84 Sentras in the US had a VCM, so no vacuum advance on the distributor; 83 was the last year for the vacuum advance on US models. IIRC, I think Canadian models were still using the vacuum advance in 84, but I'm not 100% sure.


----------



## fairlanephantom (Feb 3, 2010)

Depended on the emissions package. Canada/California had vacuum advance and Federal went to electronic advance. My B12 is an 87 with Federal, so it did have the electronic setup and VCM originally. As far as the rest of the ignition, I have the original canister type coil from a B11 and a new ballast and condenser off a 50s Ford just because they're easy to get.


----------



## nissanwagon (Jun 23, 2012)

*re*

thanks for all of your answers guys...you´ve helped me a lot to make a decision. i went in search for the parts for that conversion but there was no place here in guatemala that could sell either a 36-1 ring neither a megasquirt ecu so i just dropped that as an option but i still want to do the carb conversion either with individual carbs or a weber unit. 

i guess i didnt understood the info provided by previous posts you guys made so here it goes again:

brake vacuum hose: on factory set up, the hose is connected at the intake manifold but if i have individual runners...do i have to get vaccum signal from only one or do i have to get it from all individual runners?

ignition: i found a crane cam fireball XR700 optical ignition system that i had no clue i had it since my dad brought some stuff from USA a couple of months ago. is that something i can use in my car? is there something else i need to do? in regards to coil...can i use the existing coil or do i have to use a different one?

thanks in advance.


----------



## LvR. (May 26, 2010)

nissanwagon said:


> ...........
> 
> brake vacuum hose: on factory set up, the hose is connected at the intake manifold but if i have individual runners...do i have to get vaccum signal from only one or do i have to get it from all individual runners?
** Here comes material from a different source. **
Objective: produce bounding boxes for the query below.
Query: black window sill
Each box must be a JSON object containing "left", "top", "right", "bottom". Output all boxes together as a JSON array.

The intake only shows "usable" vacuum at near closed throttle position - iow your vacuum assisted brake booster will show a marked tendency to only work as designed at close to idle speed on any engine - as such its basically irrelevant where you pick up the vacuum signal as long as its as close to the valves as possible. Its basically impossible to pick up a vacuum signal from all individual runners simultaneously - that defeats the whole purpose of individual runners ie to have individual runners that is totally disconnected/isolated from the others. If the engine is in good condition the vacuum signal (meter reading anyway) per runner will be exactly the same as in a combined intake manifold - there will be a difference in the volume of air that can be sucked though and that may manifest as a delayed effective operation of the booster but your eventual brake assistance ito power will be exactly as before.

ITO the ignition - if you currently already have electronic ignition on the car I doubt that there is anything to gain by replacing the ignition system.


----------



## fairlanephantom (Feb 3, 2010)

With the ignition, it depends on what coil you have in there already. If you have the conventional type coil like the B11 had or any classic car, you'll be all set. If you have the later coils they had when they went into Hitachi and Mitsubishi coils, you'll have to retrofit the older style in. It's simple though, just get a universal coil bracket, and it'll bolt right into the same location with no drilling. Like we mentioned before, you'll still have to get the vacuum advance distributor if you don't already have it.

You'll also need a ballast and condenser to connect to the distributor. Without the condenser in this setup, you'll never get spark. Also without a ballast, you be killing coils every few weeks.


----------



## nissanwagon (Jun 23, 2012)

it is actually a the second option you mentioned...i mean, the hitachi and mitsubishi coil system that is in now. no condenser or ballast is on now, however with this CRANE XR 700 it tells me that there is no need to use them. i just want to make sure that by the time i finish the installation would i have any problem with the computer reseting the timing? would i be able to ditch the computer at last? would i need a different dizzy from an 83 or 84 model? 

thanks in advance


----------



## fairlanephantom (Feb 3, 2010)

There's other things that are routed through the computer and it also controls your fan. So you still have to keep the computer, but it won't be doing nearly as much as it is doing now. Simply put, it won't have any impact on the engine performance anymore after the change over. 
No matter what carburetor setup you decide to go with, you'll still need to get that vacuum advance distributor. The original works with the computer and the original feedback carburetor to determine timing. So you'll have to locate one, and if you're lucky it may come with the original harness if you find a salvage one. I made a harness myself because I went with a new distributor.


----------